Lumbergh is designed mobile-first with a fully responsive UI. Every feature works on your phone or tablet.

PWA Support

Lumbergh is a Progressive Web App. Once installed, it looks and feels like a native app -- with its own icon, splash screen, and full-screen mode.

To install: open Lumbergh in your mobile browser and tap Add to Home Screen (or the install prompt if your browser shows one).

HTTPS required for PWA

Browsers only allow PWA installation over HTTPS (or localhost). Use Tailscale or another method to serve over TLS.

Tailscale is a free VPN that connects your devices into a private mesh network. It's the easiest way to access Lumbergh securely from anywhere.

Setup

  1. Install Tailscale on your server and your phone/tablet
  2. Serve Lumbergh with automatic TLS:
tailscale serve --bg 8420
  1. Access Lumbergh at:
https://YOUR-MACHINE.tailnet-name.ts.net

Find your hostname

tailscale status --self

Development Mode

When running the Vite dev server, use the provided script to generate local TLS certs:

./setup-https.sh

Certs expire after roughly 90 days -- just re-run the script to renew.

Without Tailscale

Lumbergh binds to 0.0.0.0 by default, so it's accessible to any device on your local network. However, without HTTPS you lose:

  • PWA installation
  • Service worker caching

For remote access without Tailscale, consider an SSH tunnel:

ssh -L 8420:localhost:8420 your-server

Security

Lumbergh includes optional password protection. When a password is set (via Settings or the LUMBERGH_PASSWORD environment variable), all API and WebSocket connections require authentication via a signed session cookie.

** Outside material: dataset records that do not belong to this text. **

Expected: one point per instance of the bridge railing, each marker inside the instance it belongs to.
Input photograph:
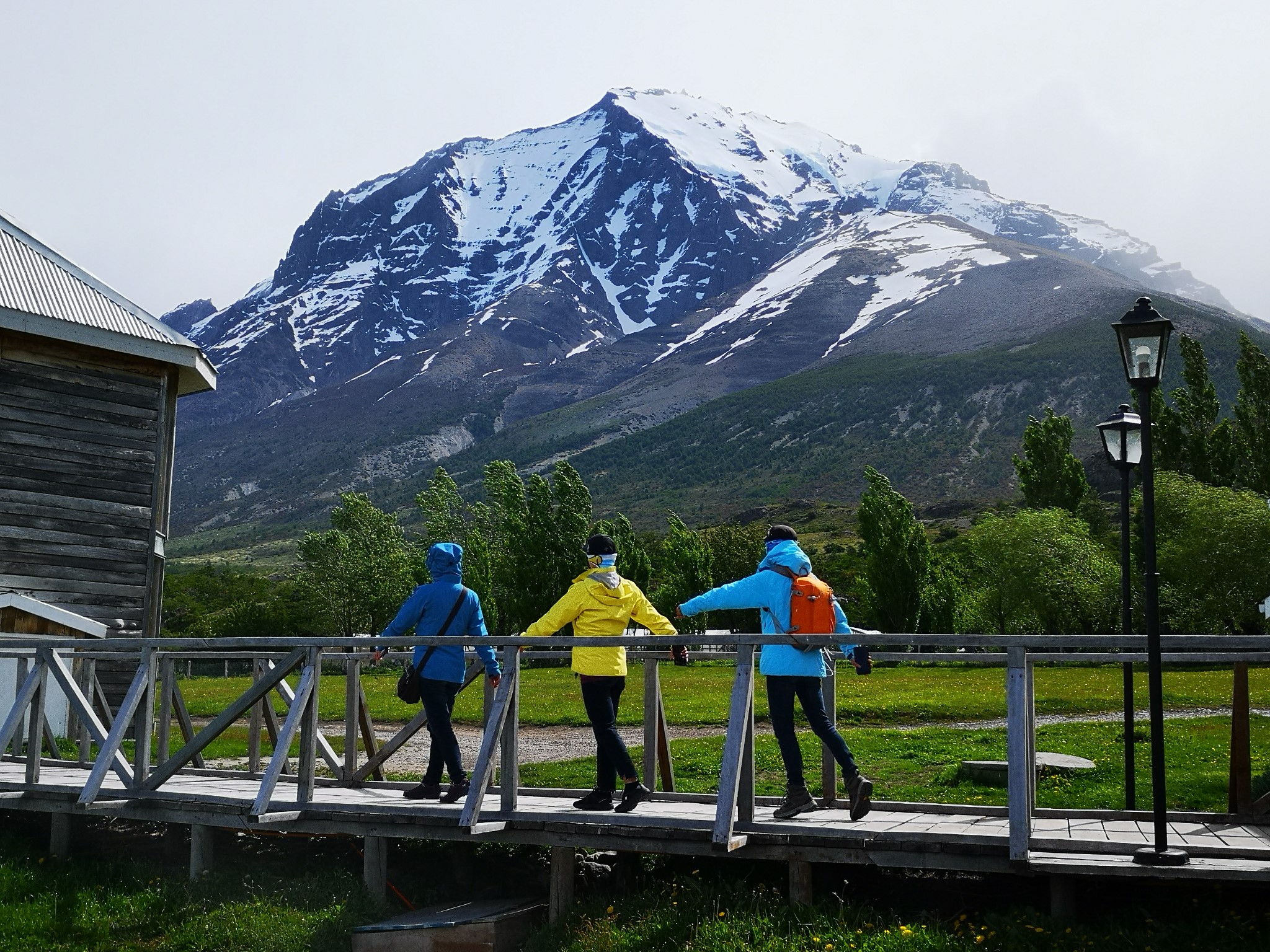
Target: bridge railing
(100, 733)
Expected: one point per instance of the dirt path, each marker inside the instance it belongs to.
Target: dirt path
(567, 743)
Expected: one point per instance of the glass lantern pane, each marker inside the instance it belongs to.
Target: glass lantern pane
(1143, 357)
(1133, 447)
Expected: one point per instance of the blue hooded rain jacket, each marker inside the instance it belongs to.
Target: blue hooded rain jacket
(427, 610)
(770, 593)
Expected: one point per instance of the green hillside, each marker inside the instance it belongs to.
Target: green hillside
(943, 427)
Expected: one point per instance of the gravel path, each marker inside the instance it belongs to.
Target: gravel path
(567, 743)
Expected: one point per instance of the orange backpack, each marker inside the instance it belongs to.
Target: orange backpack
(810, 604)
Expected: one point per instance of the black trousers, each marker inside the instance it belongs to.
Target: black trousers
(781, 691)
(438, 701)
(601, 696)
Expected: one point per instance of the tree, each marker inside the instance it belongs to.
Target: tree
(1048, 472)
(682, 571)
(360, 570)
(1189, 434)
(1039, 571)
(1253, 416)
(897, 553)
(735, 552)
(1214, 557)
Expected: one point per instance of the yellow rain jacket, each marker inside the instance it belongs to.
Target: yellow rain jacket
(601, 602)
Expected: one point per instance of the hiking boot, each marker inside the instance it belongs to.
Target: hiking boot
(797, 801)
(859, 795)
(633, 796)
(425, 791)
(597, 800)
(456, 792)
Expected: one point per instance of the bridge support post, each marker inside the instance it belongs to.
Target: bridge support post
(200, 851)
(375, 867)
(59, 835)
(801, 883)
(563, 863)
(1064, 899)
(1020, 751)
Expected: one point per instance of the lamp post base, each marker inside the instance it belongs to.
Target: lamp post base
(1150, 856)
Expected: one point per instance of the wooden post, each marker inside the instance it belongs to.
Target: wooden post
(563, 865)
(375, 867)
(36, 724)
(20, 728)
(163, 742)
(88, 674)
(143, 721)
(1240, 788)
(510, 775)
(200, 851)
(801, 883)
(352, 684)
(254, 724)
(652, 708)
(59, 835)
(737, 743)
(828, 765)
(308, 765)
(1021, 775)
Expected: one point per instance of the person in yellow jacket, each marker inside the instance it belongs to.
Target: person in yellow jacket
(601, 602)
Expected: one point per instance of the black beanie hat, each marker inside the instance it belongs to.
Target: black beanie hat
(780, 534)
(600, 544)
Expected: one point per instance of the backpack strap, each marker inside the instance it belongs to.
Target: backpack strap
(443, 628)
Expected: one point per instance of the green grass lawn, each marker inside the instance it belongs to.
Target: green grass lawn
(922, 764)
(699, 695)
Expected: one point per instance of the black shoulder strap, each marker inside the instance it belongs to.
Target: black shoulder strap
(443, 628)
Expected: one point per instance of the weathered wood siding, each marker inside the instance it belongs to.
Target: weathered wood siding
(86, 460)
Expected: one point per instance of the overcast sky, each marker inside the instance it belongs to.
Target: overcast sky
(173, 149)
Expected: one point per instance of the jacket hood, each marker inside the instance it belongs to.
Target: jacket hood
(446, 559)
(613, 584)
(788, 555)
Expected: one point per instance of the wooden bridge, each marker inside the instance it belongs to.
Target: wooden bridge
(322, 791)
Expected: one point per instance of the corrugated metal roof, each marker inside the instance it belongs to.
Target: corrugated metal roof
(37, 280)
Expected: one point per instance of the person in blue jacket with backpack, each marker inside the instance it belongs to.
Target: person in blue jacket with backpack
(442, 607)
(790, 672)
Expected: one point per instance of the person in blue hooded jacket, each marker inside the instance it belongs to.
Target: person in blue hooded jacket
(441, 668)
(789, 671)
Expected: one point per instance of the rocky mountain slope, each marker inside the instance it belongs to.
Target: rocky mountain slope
(637, 260)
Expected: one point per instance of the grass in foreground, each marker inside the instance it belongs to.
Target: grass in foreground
(687, 914)
(923, 764)
(699, 695)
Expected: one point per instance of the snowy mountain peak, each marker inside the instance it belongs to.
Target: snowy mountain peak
(629, 215)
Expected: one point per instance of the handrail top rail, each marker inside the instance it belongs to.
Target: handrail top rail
(361, 643)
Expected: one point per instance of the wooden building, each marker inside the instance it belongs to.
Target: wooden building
(88, 412)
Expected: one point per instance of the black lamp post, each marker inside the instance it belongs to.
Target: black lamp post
(1122, 439)
(1143, 337)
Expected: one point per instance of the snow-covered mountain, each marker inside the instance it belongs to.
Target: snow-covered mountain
(634, 214)
(657, 248)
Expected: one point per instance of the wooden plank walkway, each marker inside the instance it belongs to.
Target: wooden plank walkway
(898, 835)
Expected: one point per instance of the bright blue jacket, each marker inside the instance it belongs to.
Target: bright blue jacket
(427, 610)
(770, 593)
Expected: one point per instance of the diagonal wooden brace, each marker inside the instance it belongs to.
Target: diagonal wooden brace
(82, 706)
(285, 736)
(474, 671)
(486, 759)
(258, 690)
(115, 739)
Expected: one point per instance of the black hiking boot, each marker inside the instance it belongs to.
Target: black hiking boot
(456, 792)
(633, 796)
(860, 795)
(797, 801)
(598, 800)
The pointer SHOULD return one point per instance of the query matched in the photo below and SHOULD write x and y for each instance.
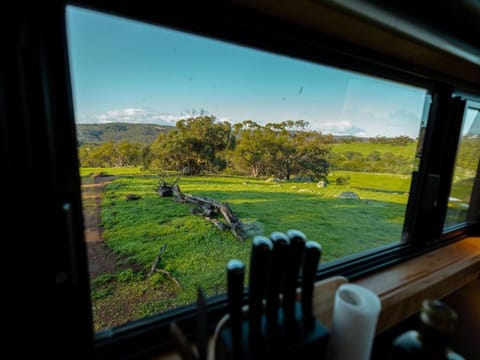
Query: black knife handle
(276, 275)
(313, 253)
(295, 254)
(235, 281)
(259, 265)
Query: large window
(463, 204)
(288, 144)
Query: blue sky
(130, 71)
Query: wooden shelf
(403, 287)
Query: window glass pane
(287, 144)
(462, 207)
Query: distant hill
(133, 133)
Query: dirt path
(100, 259)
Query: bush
(342, 180)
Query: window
(46, 145)
(288, 144)
(462, 203)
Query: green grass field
(197, 252)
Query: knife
(235, 280)
(259, 264)
(313, 252)
(295, 253)
(276, 275)
(202, 326)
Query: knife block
(275, 341)
(323, 301)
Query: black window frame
(36, 92)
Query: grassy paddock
(197, 251)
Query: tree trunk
(210, 209)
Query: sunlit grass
(196, 251)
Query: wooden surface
(403, 287)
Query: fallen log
(210, 209)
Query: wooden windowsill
(403, 287)
(436, 274)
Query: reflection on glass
(286, 143)
(461, 209)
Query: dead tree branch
(211, 209)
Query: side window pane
(465, 187)
(286, 143)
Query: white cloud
(129, 115)
(343, 127)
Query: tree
(196, 143)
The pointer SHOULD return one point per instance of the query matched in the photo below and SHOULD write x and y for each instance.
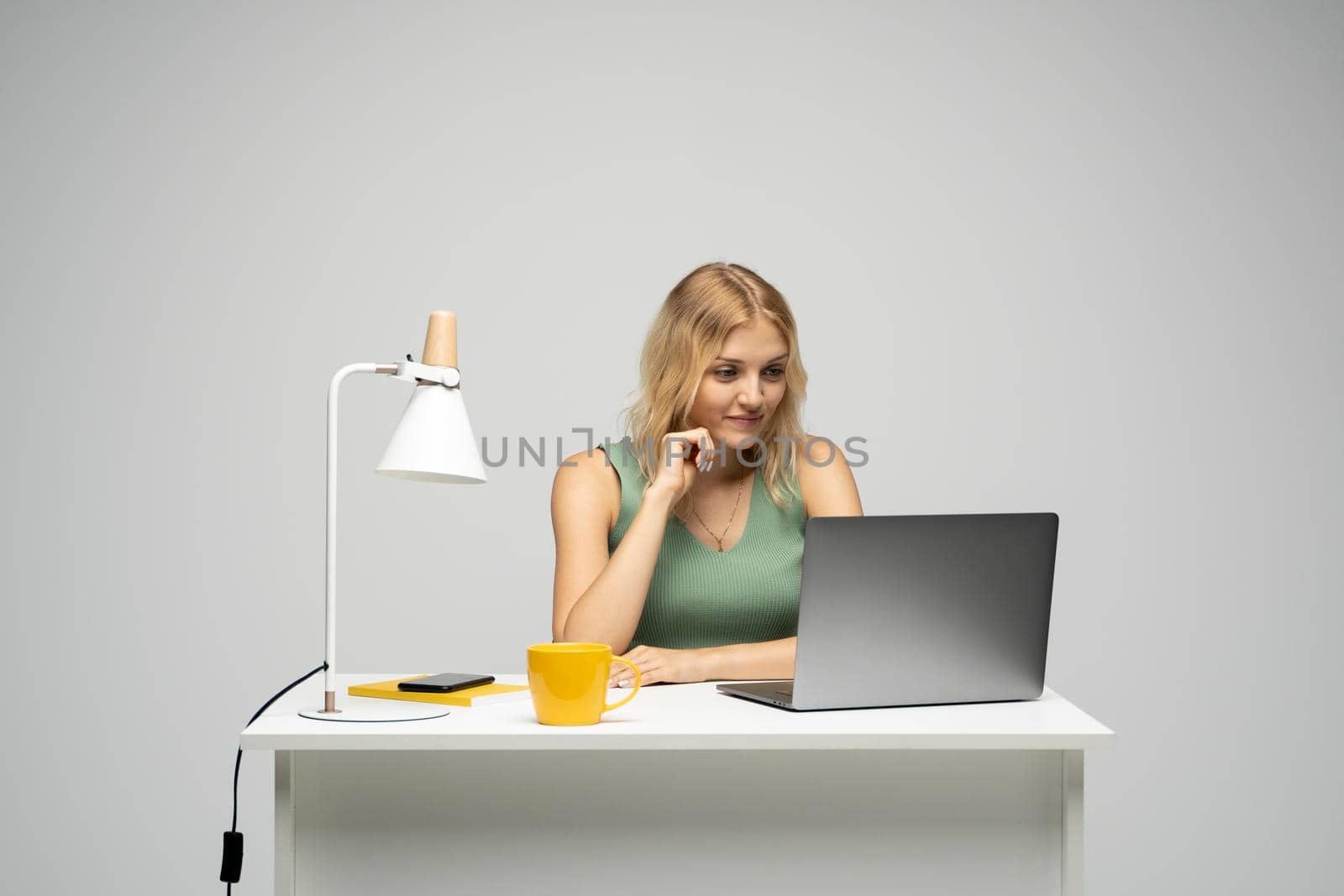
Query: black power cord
(232, 867)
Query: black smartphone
(445, 683)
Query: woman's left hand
(659, 664)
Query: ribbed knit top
(702, 598)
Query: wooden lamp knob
(441, 340)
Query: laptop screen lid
(905, 610)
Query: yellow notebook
(477, 696)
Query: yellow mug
(569, 681)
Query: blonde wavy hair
(687, 333)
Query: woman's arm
(746, 661)
(600, 598)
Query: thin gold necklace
(717, 537)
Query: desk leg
(284, 822)
(1072, 851)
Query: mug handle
(633, 692)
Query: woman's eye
(729, 371)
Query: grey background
(1043, 258)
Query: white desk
(683, 790)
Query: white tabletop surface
(682, 716)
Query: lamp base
(375, 711)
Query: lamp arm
(333, 401)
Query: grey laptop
(907, 610)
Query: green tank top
(702, 598)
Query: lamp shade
(434, 439)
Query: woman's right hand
(676, 474)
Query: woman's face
(745, 380)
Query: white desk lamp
(433, 443)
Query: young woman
(683, 548)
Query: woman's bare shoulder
(826, 479)
(593, 472)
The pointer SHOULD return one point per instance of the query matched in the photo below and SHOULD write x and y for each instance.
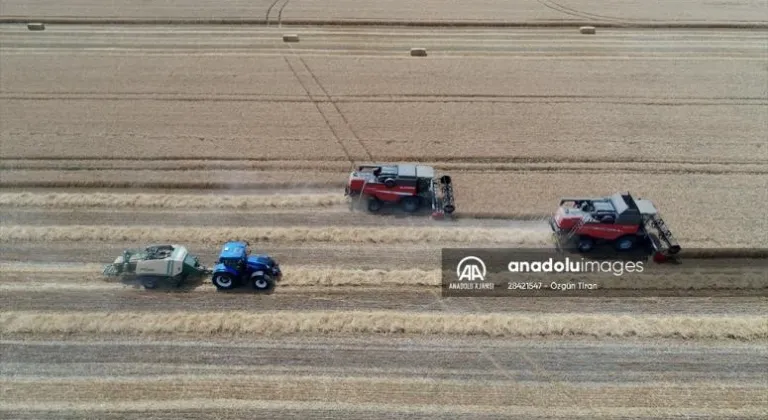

See Authentication below for details.

Tailscale + password = defense in depth

Even with Tailscale, setting a password adds an extra layer of protection. Tailscale handles network-level security; the password prevents unauthorized access from other devices on your tailnet.

Authentication

When enabled, Lumbergh uses a single shared password with cookie-based sessions:

  1. Set a password in Settings or via the LUMBERGH_PASSWORD environment variable
  2. On first visit, you'll see a login page
  3. After logging in, a signed cookie (HMAC-SHA256, 30-day expiry) keeps you authenticated
  4. The /api/health endpoint is always accessible without auth (for monitoring)

To disable auth, clear the password in Settings.